More money, for one thing.

The SEC's current broadcast deal with CBS pays about $55 million to the league annually. The SEC and ESPN are already in a 20-year deal that includes a partnership on the SEC Network, but the new ESPN deal will pay the league $300 million annually for the rights to broadcast the SEC's game of the week on ABC. The network will also be able to show SEC games on Saturday nights on ABC, a slot that is typically one of the most viewed of a college football weekend.

Measuring exposure is inexact, but television viewers and online search data offer a lens into how a conference can dominate a football Saturday.

Last weekend was the SEC's first big slate of conference games, with No. 1 Alabama and No. 2 Georgia both hosting ranked foes from within the league. ESPN had an SEC tripleheader with at least one ranked team in each game, with Ole Miss-Alabama on CBS in the midafternoon time slot given to the league's top game.

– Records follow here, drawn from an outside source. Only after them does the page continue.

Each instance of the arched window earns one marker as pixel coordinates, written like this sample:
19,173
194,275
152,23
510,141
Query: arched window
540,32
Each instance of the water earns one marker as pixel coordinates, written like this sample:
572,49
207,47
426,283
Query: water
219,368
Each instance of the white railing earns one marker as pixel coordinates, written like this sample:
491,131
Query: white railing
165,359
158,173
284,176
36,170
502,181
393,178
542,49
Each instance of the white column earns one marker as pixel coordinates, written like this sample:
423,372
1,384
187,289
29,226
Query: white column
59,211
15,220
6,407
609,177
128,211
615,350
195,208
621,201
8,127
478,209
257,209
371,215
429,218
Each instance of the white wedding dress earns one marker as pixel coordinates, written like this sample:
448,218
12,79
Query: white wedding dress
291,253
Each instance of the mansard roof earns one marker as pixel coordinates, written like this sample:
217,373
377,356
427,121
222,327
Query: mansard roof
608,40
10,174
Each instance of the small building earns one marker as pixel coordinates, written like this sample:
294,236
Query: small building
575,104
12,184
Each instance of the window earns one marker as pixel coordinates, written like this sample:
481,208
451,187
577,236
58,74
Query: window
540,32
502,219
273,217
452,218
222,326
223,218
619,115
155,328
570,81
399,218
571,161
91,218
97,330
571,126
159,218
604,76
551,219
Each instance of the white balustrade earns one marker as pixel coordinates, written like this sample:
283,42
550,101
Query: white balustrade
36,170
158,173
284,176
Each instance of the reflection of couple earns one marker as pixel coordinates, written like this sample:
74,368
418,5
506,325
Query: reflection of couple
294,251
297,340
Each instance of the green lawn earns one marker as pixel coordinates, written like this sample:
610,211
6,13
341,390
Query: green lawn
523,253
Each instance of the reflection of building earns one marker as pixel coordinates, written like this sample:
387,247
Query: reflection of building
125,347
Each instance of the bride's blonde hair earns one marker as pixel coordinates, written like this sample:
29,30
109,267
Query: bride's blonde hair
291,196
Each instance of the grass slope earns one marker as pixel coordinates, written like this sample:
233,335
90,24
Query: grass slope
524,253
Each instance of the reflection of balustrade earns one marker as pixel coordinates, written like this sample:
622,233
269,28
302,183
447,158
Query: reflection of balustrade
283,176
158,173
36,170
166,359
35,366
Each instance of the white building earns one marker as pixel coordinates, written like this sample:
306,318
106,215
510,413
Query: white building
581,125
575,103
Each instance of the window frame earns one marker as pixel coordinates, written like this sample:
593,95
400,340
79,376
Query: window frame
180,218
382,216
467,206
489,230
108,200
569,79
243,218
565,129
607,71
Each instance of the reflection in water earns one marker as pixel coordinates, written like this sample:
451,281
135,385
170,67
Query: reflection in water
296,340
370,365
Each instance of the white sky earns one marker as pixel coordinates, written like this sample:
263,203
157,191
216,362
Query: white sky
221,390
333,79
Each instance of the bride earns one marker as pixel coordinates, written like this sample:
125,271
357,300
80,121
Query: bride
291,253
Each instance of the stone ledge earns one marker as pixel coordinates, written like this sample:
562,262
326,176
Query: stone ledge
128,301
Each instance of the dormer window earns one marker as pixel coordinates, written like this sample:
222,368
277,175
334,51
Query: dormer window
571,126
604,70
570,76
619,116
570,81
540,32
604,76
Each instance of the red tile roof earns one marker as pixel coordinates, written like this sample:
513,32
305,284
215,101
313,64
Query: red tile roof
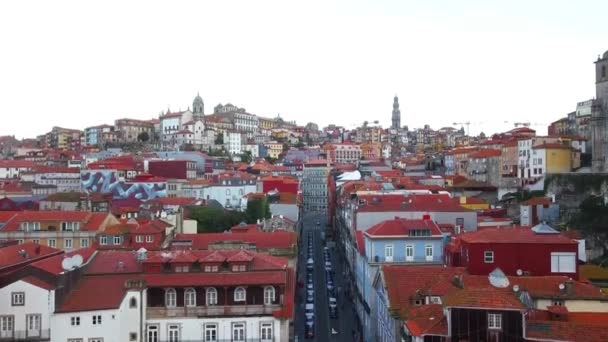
403,282
513,235
400,227
10,256
21,164
413,202
52,265
486,153
88,221
262,240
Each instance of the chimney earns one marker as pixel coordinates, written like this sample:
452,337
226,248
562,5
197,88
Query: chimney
458,281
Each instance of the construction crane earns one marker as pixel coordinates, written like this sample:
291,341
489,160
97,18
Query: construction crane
466,123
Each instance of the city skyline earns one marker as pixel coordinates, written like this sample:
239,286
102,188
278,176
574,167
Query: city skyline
530,62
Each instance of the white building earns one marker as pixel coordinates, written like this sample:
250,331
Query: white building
25,310
233,142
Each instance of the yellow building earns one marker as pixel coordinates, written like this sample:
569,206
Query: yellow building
473,203
59,229
555,157
274,149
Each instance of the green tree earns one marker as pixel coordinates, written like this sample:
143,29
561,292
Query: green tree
215,220
143,137
257,209
246,157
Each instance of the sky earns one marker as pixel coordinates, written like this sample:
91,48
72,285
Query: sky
77,64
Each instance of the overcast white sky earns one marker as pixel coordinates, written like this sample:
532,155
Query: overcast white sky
78,63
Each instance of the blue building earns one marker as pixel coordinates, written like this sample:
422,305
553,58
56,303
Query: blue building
396,241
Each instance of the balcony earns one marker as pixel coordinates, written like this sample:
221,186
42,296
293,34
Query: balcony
215,310
405,260
23,335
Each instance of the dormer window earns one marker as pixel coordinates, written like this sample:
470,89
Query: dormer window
30,226
70,226
239,268
240,294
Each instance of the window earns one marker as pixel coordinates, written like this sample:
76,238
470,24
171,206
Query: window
495,321
562,262
211,296
238,332
210,332
388,252
488,257
428,252
190,297
269,295
239,294
18,298
7,326
173,332
409,253
170,298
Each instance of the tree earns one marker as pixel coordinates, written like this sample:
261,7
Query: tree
216,220
143,137
246,157
257,209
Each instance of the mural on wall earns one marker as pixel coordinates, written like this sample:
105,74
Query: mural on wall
107,181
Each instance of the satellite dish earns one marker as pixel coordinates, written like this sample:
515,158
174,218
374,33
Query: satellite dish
77,260
66,264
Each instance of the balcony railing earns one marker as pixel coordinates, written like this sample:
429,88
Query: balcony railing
214,310
407,260
23,335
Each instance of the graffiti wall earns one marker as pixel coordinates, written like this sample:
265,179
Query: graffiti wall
107,181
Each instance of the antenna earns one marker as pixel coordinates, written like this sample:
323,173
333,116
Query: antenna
77,260
66,264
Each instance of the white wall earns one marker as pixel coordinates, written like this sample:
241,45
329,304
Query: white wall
37,301
116,324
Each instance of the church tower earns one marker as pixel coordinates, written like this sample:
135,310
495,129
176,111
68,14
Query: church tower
396,119
599,117
198,107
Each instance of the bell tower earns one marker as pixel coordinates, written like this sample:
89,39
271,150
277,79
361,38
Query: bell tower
396,118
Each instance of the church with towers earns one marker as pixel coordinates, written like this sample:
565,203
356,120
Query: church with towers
599,117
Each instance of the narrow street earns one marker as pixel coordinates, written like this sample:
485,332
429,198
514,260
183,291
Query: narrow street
342,325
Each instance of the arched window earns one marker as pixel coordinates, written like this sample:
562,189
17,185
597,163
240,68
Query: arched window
211,295
190,297
239,294
170,298
269,295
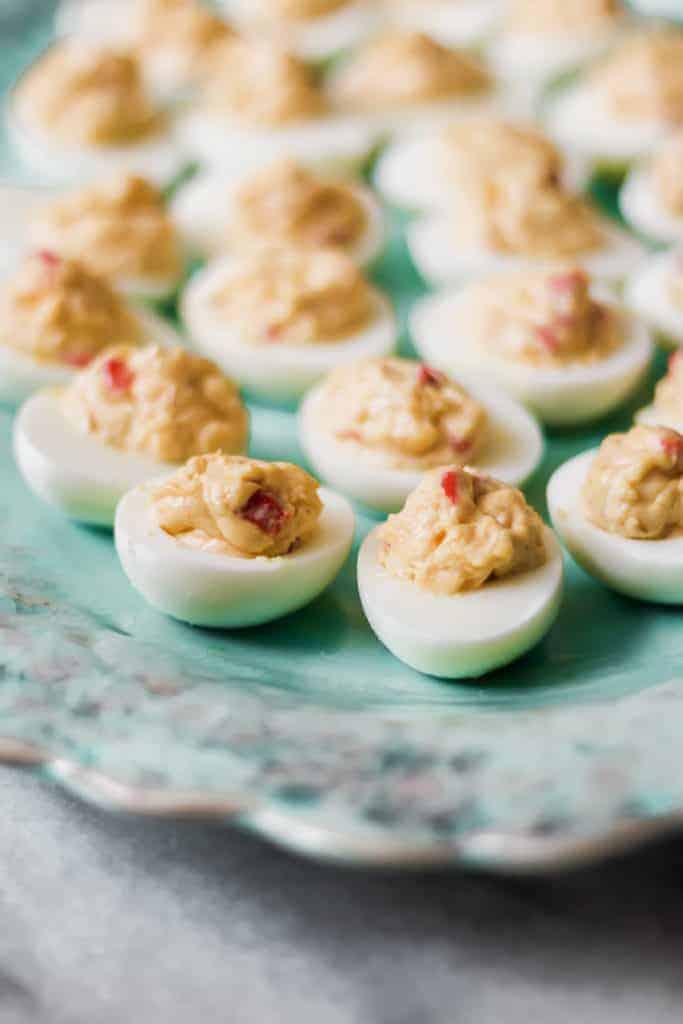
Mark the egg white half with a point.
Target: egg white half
(563, 395)
(202, 211)
(651, 570)
(463, 635)
(440, 259)
(411, 173)
(512, 451)
(579, 119)
(464, 23)
(20, 375)
(278, 372)
(647, 294)
(642, 208)
(216, 590)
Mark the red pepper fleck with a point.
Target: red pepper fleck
(428, 377)
(264, 511)
(118, 375)
(450, 485)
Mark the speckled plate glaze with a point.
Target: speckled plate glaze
(307, 731)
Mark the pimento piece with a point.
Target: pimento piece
(118, 375)
(428, 377)
(450, 485)
(264, 511)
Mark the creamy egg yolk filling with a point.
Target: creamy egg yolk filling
(558, 15)
(542, 320)
(458, 530)
(295, 297)
(119, 226)
(165, 402)
(634, 486)
(56, 310)
(643, 78)
(410, 415)
(288, 204)
(89, 95)
(407, 68)
(237, 506)
(258, 83)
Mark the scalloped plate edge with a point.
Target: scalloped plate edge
(508, 853)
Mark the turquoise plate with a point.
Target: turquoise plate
(307, 731)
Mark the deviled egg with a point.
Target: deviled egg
(543, 39)
(374, 427)
(229, 542)
(655, 294)
(313, 29)
(402, 81)
(259, 103)
(464, 580)
(118, 226)
(427, 171)
(651, 197)
(55, 316)
(502, 221)
(131, 416)
(279, 320)
(286, 204)
(623, 108)
(172, 38)
(454, 23)
(620, 511)
(82, 110)
(565, 350)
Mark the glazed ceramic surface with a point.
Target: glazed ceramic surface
(307, 730)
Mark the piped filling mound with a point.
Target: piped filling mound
(258, 83)
(288, 204)
(515, 216)
(410, 415)
(119, 226)
(237, 506)
(89, 95)
(557, 15)
(399, 69)
(165, 402)
(634, 486)
(56, 310)
(643, 78)
(488, 150)
(296, 297)
(543, 320)
(459, 530)
(668, 176)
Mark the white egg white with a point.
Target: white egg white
(159, 158)
(579, 119)
(313, 38)
(453, 23)
(202, 209)
(20, 374)
(647, 293)
(463, 635)
(278, 372)
(511, 452)
(216, 590)
(651, 570)
(441, 259)
(563, 395)
(413, 173)
(644, 211)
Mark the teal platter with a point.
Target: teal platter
(307, 731)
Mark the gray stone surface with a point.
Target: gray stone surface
(107, 920)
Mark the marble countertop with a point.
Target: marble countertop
(108, 920)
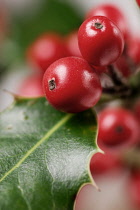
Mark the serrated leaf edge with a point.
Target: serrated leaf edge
(43, 139)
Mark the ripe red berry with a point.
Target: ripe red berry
(71, 85)
(72, 44)
(113, 13)
(133, 49)
(45, 50)
(123, 66)
(137, 110)
(100, 41)
(134, 188)
(102, 163)
(31, 87)
(118, 127)
(138, 2)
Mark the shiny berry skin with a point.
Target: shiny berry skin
(71, 85)
(118, 128)
(123, 66)
(45, 50)
(31, 87)
(113, 13)
(138, 2)
(72, 44)
(137, 110)
(133, 50)
(134, 188)
(100, 41)
(102, 163)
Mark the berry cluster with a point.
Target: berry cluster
(96, 60)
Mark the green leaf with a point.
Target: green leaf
(44, 155)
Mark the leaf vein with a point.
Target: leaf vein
(42, 140)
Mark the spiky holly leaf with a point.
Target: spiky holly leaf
(44, 155)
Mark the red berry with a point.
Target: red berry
(100, 41)
(133, 49)
(31, 87)
(113, 13)
(117, 128)
(101, 163)
(134, 188)
(123, 66)
(72, 44)
(137, 110)
(45, 50)
(138, 2)
(71, 85)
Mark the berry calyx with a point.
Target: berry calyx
(71, 85)
(31, 87)
(111, 12)
(100, 41)
(118, 127)
(45, 50)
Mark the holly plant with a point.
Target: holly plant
(63, 114)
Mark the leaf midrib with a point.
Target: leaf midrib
(42, 140)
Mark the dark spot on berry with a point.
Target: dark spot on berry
(9, 127)
(119, 129)
(98, 25)
(52, 84)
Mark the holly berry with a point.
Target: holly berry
(71, 85)
(137, 110)
(102, 163)
(72, 44)
(117, 128)
(123, 66)
(31, 87)
(134, 188)
(138, 2)
(100, 41)
(113, 13)
(133, 49)
(45, 50)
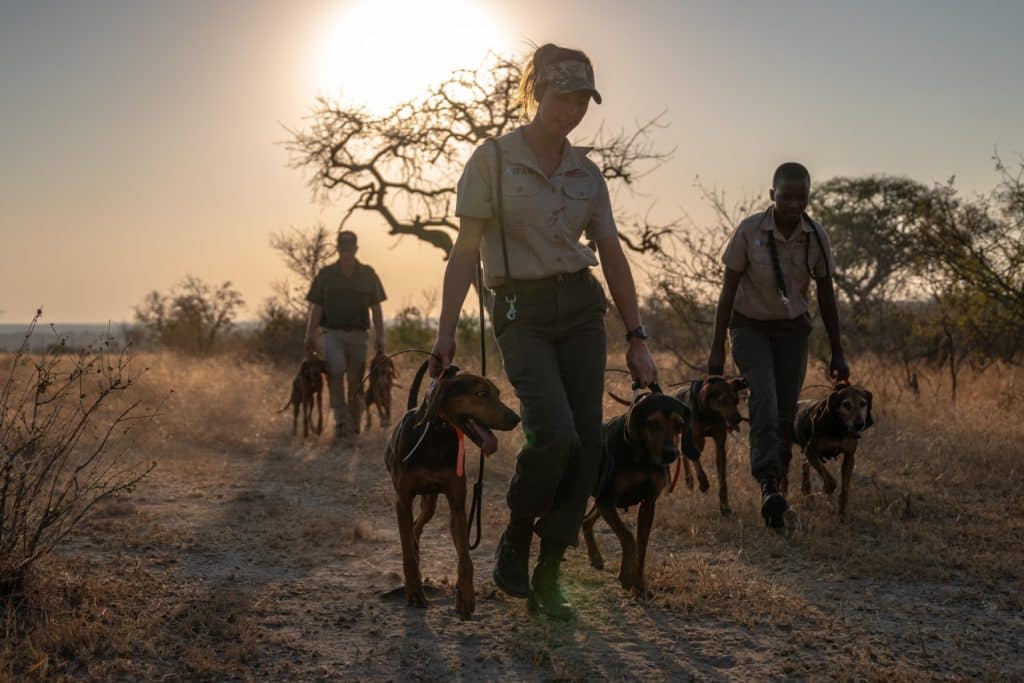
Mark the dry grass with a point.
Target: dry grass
(935, 536)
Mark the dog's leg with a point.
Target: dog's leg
(702, 482)
(320, 412)
(844, 492)
(645, 521)
(593, 552)
(410, 554)
(628, 568)
(428, 505)
(827, 480)
(307, 414)
(723, 483)
(465, 598)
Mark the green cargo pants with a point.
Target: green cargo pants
(554, 354)
(774, 366)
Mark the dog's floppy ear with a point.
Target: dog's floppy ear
(436, 396)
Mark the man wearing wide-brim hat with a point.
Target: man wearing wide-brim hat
(341, 298)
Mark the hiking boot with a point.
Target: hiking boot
(546, 595)
(773, 505)
(511, 571)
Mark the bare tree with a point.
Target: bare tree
(304, 253)
(403, 166)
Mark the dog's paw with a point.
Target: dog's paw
(465, 602)
(415, 597)
(829, 484)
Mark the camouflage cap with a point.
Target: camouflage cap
(569, 76)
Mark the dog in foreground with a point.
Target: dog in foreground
(383, 373)
(829, 428)
(423, 459)
(638, 449)
(307, 387)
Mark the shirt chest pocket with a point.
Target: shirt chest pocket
(520, 198)
(578, 199)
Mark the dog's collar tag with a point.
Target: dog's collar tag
(512, 312)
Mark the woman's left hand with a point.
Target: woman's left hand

The SEC drew four of the seven largest television audiences on Saturday, with two Big Ten games and the top-10 matchup of Cincinnati-Notre Dame filling out the rest. The Big Ten did manage to outdraw the SEC online, snapping a three-week streak of the latter being the most searched conference on Saturday, according to a Google Trends search.

As the SEC increases in size and power, it will draw more eyeballs than ever each Saturday, and that can "be very impactful," said Matt Balanz senior vice president of analytics for Navigate Research, a company that projects data for college conferences and professional sports leagues.

"For example, when the SEC has a larger share of TV viewers today with its existing smaller conference, they see 50-75% more online search traffic than the rest of the (Power Five) conferences, which can lead to all kinds of important consumer behaviors, such as buying tickets and merchandise, donating and applying to the school," Balanz said.

The addition of Oklahoma and Texas means the SEC likely will add more games that attract even casual college football fans from coast to coast.

Dave Brown, a former ESPN vice president of programming, is now a consultant for schools and leagues for future schedules. The Red River Showdown is a game "anyone would want to have" and builds on the SEC's arsenal of must-see rivalries - but records and rankings in the moment still count, Brown said.

He called the Big Ten pairing of No. 3 Iowa vs No. 4 Penn State the nation's top game this week, with Georgia-Auburn on equal footing with Oklahoma-Texas. Texas A&M losing its past two games deflated the national interest in what once looked like a tasty showdown with Alabama.

While Oklahoma-Texas is a matchup of two teams in the AP Top 25 this year, there was also a three-year stretch of losing seasons by Texas from 2014-16.

"If they just don't have the records and the rankings, you're just not going to get the ratings," Brown said.

Chuck Neinas, a former commissioner of the defunct Big Eight and former interim commissioner of the Big 12, downplayed the threat of the SEC overwhelming college football by adding the Longhorns and Sooners.

"There's plenty of good teams around" Neinas said. "The Big Ten in particular. They're in a lot of markets."

Neinas did say the SEC has probably done the best job of any conference in taking a regional product and making it a national one. Benson noted he sees signs of SEC fans popping up in Colorado, where he lives.

"I don't remember it being this way earlier," Benson said, "but the number of Alabama fans and Alabama stickers and car stickers and banners and licenses plates that I see in Denver ... it's a phenomenon."